In the midst of deepest suffering, where is God and why doesn’t He deliver us and answer our prayers?

Finding God in the Stories of Loss

With Jerry Sittser, Ron Deal
|
November 16, 2012
| Download Transcript PDF

Bob:  There’s an old saying that says, “Time heals all wounds.”  The Bible says it this way, “Sorrow lasts for a night, but joy comes in the morning.”  Here’s an illustration of that truth from Jerry Sittser: 

Jerry:  When you’re visiting a huge mountain, like Mount Rainier, and you’re three miles away, it dominates the landscape.  It’s the only thing you see.  If you back up 25 miles, the mountain doesn’t change sizes but your perspective on it does.  You always want it in the landscape, but it occupies a different place in the landscape and has a different function.  I would say that’s happened for us. 

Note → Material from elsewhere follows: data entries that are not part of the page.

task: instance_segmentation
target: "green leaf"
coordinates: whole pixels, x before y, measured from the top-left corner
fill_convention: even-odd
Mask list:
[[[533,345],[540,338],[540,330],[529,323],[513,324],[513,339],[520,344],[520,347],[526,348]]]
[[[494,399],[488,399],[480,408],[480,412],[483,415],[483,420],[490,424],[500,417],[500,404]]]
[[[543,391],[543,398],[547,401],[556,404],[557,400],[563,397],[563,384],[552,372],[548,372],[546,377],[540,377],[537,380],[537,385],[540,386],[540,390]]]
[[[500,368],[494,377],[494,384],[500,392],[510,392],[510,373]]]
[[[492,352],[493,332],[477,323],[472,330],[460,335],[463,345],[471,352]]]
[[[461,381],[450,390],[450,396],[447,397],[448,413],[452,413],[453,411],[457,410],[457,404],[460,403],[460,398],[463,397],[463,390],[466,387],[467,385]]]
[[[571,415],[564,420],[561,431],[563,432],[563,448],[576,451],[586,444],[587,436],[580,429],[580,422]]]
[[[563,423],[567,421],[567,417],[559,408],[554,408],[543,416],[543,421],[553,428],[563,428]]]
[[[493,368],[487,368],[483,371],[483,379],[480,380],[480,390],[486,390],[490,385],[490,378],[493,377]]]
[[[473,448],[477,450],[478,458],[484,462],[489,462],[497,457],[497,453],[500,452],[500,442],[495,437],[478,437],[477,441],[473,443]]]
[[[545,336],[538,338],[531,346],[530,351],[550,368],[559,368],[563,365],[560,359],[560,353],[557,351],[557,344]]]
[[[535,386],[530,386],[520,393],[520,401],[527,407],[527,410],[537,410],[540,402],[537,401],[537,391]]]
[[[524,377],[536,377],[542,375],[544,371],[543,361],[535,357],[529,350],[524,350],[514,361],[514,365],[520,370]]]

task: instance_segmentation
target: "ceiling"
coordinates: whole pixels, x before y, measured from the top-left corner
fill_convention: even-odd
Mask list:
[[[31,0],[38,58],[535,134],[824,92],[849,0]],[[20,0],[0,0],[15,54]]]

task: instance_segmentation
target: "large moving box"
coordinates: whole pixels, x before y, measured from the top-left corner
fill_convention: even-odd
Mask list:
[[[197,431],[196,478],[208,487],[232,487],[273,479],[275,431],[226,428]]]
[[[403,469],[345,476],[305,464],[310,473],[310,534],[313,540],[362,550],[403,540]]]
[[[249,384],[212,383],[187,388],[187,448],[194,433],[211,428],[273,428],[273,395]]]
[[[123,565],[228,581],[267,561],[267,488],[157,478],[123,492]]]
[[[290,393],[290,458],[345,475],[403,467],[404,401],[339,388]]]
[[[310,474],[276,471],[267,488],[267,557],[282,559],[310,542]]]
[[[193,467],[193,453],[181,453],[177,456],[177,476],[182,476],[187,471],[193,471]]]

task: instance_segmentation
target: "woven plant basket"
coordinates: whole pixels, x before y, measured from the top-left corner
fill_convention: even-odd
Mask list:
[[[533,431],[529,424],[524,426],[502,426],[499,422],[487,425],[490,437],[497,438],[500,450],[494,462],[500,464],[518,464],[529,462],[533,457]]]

Bob:  This is FamilyLife Today for Friday, November 16th.  Our host is the President of FamilyLife®, Dennis Rainey, and I'm Bob Lepine.  You may find yourself, today, in the dark night of the soul, but there is a dawn coming. 

And welcome to FamilyLife Today.  Thanks for joining us.  It has been interesting to see where our conversation this week has taken us because we’ve been talking about grace and redemption and story and our lives and how God is at work in them.  In the middle of that, we took a turn and started talking about remarrieds and blended families, because our guest is a part of one of those.  We asked our friend, Ron Deal, to come in and to join the conversation. 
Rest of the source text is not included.